Longer days mean more time for day dreaming. In the early cool June air, there is a feeling of possibility, of adventure. And not matter how old we get, this time of year is tinged with the nostalgia that school is almost over, and freedom just around the corner. Dreaming comes easily to some—especially to children. But for Sara and myself, we work hard to maintain our freedom to dream. It is that youthful wanderlust that led us to Kenya, to the tea fields, and to the people we now call family. Our best dreaming comes with evening chats on the porch over iced tea. Right now, we are dreaming of a summer camp for our 30 sponsored students in Kenya. We are dreaming of replicating the Ajiri model in other parts of East Africa. And we are dreaming of a leadership training program for our women.
If there is anything our Ajiri children have taught us, it is to dream big and to dream fearlessly. As one of our sponsored students explained to me years ago, you need to look your dream right in the eye and have your dream look you right in the eye, and tell each other that you are real. So this is what is real: Derrick will become a pilot. Shila will become a politician. Felix will become a teacher. Eucabeth will become a nurse. They have already dreamed themselves right out of their present environments. Our kids don’t need long June nights to dream. They just need encouragement and more importantly, education.

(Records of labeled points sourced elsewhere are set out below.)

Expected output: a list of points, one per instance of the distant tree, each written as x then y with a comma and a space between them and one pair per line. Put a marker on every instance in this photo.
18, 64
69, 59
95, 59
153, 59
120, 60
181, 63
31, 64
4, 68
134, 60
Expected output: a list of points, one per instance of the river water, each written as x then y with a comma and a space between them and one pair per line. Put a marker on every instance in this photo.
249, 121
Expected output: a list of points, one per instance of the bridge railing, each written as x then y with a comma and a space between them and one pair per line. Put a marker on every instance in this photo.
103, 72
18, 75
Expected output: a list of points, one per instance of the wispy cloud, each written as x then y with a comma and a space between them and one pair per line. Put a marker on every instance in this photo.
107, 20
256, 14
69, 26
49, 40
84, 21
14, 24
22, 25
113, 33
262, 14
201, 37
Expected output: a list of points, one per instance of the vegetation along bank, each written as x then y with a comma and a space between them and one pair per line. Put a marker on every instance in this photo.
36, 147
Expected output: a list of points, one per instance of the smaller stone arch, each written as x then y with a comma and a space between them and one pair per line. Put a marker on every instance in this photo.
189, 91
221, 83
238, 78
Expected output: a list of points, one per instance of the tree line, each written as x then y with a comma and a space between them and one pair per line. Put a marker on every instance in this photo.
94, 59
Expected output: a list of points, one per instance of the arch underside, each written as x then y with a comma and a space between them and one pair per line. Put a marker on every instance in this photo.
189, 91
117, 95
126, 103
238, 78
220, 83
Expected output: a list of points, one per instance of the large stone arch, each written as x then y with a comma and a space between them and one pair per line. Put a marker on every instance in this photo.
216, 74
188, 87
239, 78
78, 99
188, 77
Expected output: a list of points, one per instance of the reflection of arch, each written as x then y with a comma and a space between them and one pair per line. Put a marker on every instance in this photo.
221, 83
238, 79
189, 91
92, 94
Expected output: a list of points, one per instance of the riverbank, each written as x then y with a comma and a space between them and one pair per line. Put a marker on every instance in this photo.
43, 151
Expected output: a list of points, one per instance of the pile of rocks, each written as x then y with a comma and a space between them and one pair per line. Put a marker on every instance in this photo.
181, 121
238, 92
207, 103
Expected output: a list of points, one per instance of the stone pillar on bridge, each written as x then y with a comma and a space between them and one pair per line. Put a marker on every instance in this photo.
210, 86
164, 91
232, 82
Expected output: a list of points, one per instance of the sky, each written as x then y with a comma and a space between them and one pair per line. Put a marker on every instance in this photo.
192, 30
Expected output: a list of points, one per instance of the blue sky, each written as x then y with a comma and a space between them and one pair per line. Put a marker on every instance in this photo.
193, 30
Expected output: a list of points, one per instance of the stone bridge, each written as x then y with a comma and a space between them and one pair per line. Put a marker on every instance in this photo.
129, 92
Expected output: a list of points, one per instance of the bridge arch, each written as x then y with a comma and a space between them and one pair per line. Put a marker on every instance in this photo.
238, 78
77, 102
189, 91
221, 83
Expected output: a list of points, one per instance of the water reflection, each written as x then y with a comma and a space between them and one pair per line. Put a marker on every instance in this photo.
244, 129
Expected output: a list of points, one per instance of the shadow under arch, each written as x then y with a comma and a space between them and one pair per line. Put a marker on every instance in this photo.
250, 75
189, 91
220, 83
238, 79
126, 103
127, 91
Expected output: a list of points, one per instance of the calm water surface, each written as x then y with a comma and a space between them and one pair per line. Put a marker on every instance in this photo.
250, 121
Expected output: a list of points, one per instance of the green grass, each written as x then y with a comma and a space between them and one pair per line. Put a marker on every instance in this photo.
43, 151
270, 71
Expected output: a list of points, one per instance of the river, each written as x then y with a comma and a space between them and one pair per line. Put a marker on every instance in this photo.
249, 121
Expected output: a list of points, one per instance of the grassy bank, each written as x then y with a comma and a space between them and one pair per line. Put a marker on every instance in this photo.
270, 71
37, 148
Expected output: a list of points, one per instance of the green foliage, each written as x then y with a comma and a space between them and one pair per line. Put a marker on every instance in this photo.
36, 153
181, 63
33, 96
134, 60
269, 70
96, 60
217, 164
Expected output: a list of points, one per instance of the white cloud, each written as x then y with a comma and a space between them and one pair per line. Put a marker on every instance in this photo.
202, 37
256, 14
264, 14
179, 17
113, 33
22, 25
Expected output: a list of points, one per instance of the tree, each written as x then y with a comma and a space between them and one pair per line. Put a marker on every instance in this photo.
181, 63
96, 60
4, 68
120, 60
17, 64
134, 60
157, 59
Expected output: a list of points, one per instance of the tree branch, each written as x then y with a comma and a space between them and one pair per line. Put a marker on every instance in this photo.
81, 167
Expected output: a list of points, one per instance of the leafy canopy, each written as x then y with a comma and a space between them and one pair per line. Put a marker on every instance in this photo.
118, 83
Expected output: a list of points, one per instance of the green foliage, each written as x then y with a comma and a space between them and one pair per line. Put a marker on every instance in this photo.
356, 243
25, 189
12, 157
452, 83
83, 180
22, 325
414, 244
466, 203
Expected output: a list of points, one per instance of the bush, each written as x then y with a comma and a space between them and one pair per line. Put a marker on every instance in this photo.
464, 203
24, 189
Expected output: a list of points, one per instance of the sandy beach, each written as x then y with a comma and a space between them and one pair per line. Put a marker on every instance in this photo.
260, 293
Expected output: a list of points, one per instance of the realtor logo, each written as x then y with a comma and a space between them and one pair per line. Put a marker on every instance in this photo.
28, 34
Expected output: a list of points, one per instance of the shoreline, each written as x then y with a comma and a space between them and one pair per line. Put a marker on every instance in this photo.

So we can’t stop dreaming. We must work toward our student’s expectations of the future. Mandela says, “May your choices reflect your hopes, not your fears.” We can’t thank you enough for continuing to choose Ajiri Tea, and by doing so, reimagining a world where a child can grow up in a safe, warm, and encouraging environment. Thank you all for helping to keep this long June light shining all year. Your support, your kind notes, your encouragement, it all keeps us going.